SearchMedia is a leading nationwide multi-platform media company and one of the largest operators of integrated outdoor billboard and in-elevator advertising networks in China. SearchMedia operates a network of high-impact billboards and one of China’s largest networks of in-elevator advertisement panels in 50 cities throughout China. SearchMedia’s core outdoor billboard and in-elevator platforms are complemented by its transit advertising platform, which together enable it to provide multi-platform, “one-stop shop” services for its local, national and international advertising clients. Learn more at www.searchmediaholdings.com.

Forward-Looking Statements

Any statements contained in this press release that do not describe historical facts, including statements about SearchMedia’s beliefs and expectations, may constitute forward-looking statements as that term is defined by the United States Private Securities Litigation Reform Act of 1995. These forward-looking statements can be identified by terminology such as “will,” “expect,” “anticipate,” “future,” “intend,” “plan,” “believe,” “estimate,” “confident” and similar statements.
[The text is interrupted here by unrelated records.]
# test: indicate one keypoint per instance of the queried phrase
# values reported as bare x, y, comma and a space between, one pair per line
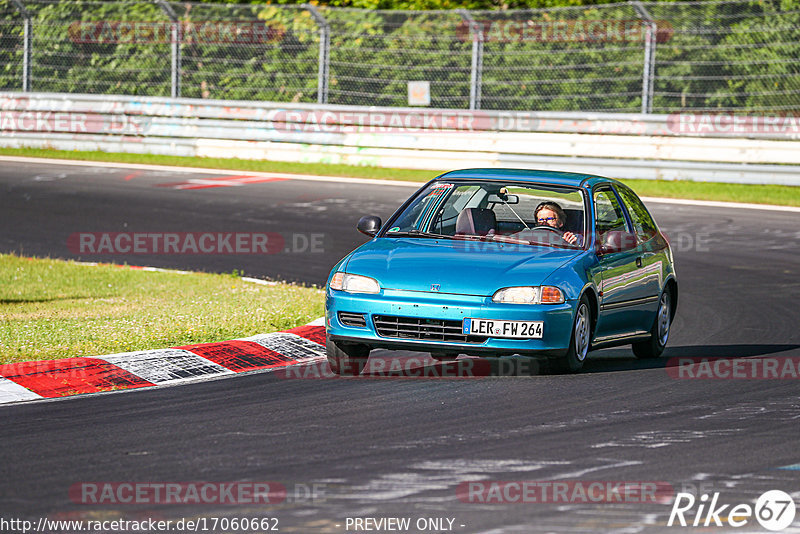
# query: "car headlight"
529, 295
354, 283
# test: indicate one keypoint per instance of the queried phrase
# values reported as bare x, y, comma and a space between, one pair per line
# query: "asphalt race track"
379, 448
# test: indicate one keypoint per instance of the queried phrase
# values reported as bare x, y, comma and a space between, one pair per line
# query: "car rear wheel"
572, 361
659, 333
345, 359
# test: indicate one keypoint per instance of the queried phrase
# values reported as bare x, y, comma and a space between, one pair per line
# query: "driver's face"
548, 217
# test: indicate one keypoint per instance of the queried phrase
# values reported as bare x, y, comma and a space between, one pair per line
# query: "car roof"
530, 175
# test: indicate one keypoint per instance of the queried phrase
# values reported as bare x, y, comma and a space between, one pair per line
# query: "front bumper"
556, 334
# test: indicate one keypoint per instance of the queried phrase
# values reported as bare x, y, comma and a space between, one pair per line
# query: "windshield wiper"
417, 233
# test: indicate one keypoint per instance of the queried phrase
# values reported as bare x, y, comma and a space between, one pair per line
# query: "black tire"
659, 332
579, 342
346, 360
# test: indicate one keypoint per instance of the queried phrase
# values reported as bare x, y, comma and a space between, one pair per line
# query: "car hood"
463, 267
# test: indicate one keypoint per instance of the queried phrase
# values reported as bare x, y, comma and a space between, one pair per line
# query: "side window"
608, 212
643, 225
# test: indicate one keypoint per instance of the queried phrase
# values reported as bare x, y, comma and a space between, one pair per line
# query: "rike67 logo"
774, 510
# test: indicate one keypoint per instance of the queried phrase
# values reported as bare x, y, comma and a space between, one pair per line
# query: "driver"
551, 214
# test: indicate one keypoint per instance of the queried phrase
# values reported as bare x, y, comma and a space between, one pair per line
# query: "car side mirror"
369, 225
616, 241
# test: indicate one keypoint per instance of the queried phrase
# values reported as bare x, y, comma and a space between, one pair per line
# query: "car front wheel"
572, 361
344, 359
659, 333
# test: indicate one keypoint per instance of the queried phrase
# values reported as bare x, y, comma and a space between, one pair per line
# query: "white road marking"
340, 179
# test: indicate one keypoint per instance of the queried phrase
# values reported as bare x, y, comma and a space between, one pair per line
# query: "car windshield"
509, 212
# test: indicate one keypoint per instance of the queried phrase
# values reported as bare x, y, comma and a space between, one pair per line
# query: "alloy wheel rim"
663, 319
582, 332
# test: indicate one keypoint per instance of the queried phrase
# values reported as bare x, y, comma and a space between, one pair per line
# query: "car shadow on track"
410, 365
622, 359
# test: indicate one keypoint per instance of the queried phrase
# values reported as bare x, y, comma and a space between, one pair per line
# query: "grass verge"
757, 194
53, 309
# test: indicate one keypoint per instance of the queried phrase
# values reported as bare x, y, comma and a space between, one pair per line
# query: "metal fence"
648, 57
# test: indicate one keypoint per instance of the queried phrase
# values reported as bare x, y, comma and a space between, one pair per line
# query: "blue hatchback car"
494, 262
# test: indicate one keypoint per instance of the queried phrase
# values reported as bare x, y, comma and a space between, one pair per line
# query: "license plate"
509, 329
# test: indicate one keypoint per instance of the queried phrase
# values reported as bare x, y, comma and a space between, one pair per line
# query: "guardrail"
703, 147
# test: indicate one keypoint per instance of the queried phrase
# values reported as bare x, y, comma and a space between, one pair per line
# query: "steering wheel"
558, 231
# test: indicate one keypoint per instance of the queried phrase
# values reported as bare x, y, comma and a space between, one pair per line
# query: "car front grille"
422, 329
352, 319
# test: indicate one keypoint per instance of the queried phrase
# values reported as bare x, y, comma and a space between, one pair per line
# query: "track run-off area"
329, 452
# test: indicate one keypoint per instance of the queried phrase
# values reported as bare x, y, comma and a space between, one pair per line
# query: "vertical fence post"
649, 69
323, 72
476, 67
27, 46
176, 39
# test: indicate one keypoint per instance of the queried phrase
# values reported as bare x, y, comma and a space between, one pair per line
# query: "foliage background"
732, 54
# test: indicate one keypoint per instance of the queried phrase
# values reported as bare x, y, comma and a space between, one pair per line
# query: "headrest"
475, 221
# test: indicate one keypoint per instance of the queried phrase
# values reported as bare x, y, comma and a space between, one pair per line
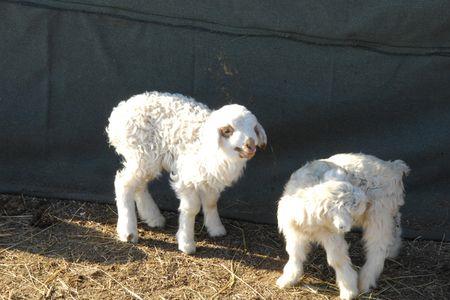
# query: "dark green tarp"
322, 77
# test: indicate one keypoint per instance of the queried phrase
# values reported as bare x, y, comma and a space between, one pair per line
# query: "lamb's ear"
262, 137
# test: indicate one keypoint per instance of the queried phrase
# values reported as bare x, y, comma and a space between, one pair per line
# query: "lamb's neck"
221, 168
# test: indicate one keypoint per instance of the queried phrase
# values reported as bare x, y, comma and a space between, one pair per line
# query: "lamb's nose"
250, 145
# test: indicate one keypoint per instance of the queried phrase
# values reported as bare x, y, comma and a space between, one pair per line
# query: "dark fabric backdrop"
347, 76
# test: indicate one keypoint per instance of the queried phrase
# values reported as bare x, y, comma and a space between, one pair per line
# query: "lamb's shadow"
85, 232
56, 230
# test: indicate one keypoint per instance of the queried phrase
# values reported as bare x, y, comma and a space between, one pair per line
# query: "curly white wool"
325, 198
160, 131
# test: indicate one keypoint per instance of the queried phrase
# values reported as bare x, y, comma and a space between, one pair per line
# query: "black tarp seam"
215, 27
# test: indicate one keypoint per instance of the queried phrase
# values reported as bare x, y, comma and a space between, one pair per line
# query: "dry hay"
67, 250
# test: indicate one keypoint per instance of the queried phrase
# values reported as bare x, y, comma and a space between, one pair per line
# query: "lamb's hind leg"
125, 185
378, 236
147, 208
297, 246
338, 258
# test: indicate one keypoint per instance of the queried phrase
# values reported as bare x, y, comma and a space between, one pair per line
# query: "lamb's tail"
401, 167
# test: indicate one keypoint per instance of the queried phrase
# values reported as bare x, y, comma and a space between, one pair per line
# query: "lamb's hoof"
365, 283
157, 222
217, 231
187, 248
286, 281
129, 238
346, 294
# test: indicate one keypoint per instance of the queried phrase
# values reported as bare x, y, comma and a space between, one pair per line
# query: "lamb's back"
156, 124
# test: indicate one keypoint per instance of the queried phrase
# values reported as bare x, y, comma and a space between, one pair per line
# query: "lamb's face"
237, 131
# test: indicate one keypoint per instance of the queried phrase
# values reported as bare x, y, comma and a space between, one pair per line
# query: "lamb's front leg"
213, 224
125, 187
189, 208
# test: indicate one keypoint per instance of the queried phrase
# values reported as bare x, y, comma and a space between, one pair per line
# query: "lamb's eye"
226, 131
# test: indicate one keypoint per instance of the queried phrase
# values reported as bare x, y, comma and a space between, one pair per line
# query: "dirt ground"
68, 250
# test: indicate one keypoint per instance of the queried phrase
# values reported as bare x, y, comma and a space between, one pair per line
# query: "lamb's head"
235, 131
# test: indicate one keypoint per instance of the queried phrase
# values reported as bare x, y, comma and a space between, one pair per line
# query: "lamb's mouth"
245, 154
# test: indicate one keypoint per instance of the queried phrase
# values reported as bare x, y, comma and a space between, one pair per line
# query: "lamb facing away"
204, 151
326, 198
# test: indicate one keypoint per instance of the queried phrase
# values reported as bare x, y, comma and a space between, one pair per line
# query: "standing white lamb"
326, 198
204, 151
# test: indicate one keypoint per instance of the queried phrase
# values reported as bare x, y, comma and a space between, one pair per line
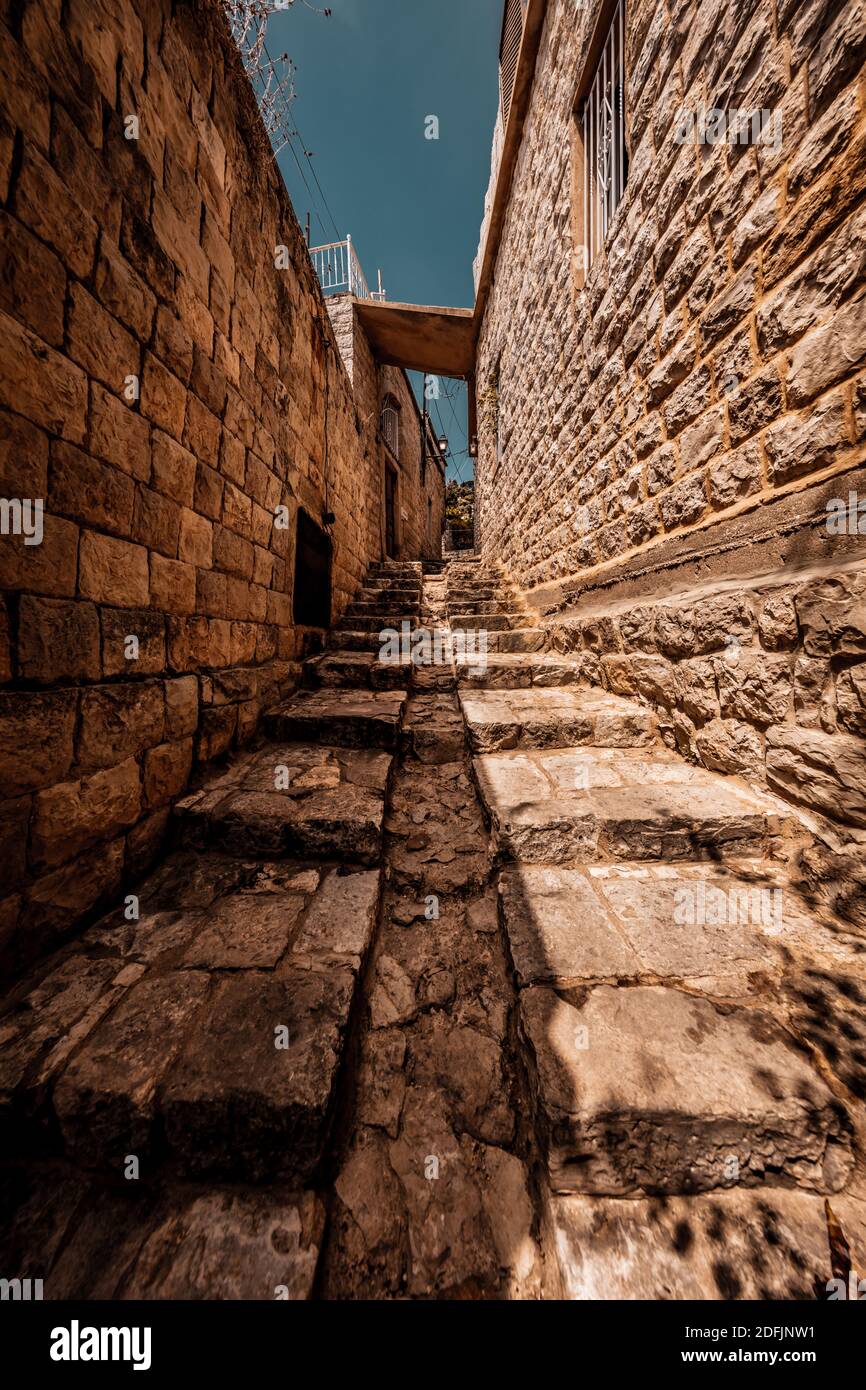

Any forward-looking statements contained herein are based on current expectations, but are subject to a number of risks and uncertainties that may cause actual results to differ materially from expectations. A number of important factors could cause actual results to differ materially from those contained in any forward-looking statement. Potential risks and uncertainties include, but are not limited to the attractiveness and effectiveness of the LCD Joint Venture to advertisers; whether the new LCD Joint Venture will give the Company a presence in heavily trafficked shopping centers; the Company’s ability to capture attractive market opportunities within China’s advertising market, whether we can add new concessions with prominent partners that will accelerate growth; hether the Company will be able to acquire the rights to prestigious high end shopping centers in prime Shanghai locations; whether we can expand our investor base in Asia and whether the Company will be able to complete the second tranche of the private placement and the risks that there are uncertainties and matters beyond the control of management, and other risks outlined in the Company’s filings with the U.S. Securities and Exchange Commission. SearchMedia cautions readers not to place undue reliance upon any forward-looking statements, which speak only as of the date made. SearchMedia does not undertake or accept any obligation or undertaking to release publicly any updates or revisions to any forward-looking statement to reflect any change in the Company’s expectations or any change in events, conditions or circumstances on which any such statement is based, except as required by law.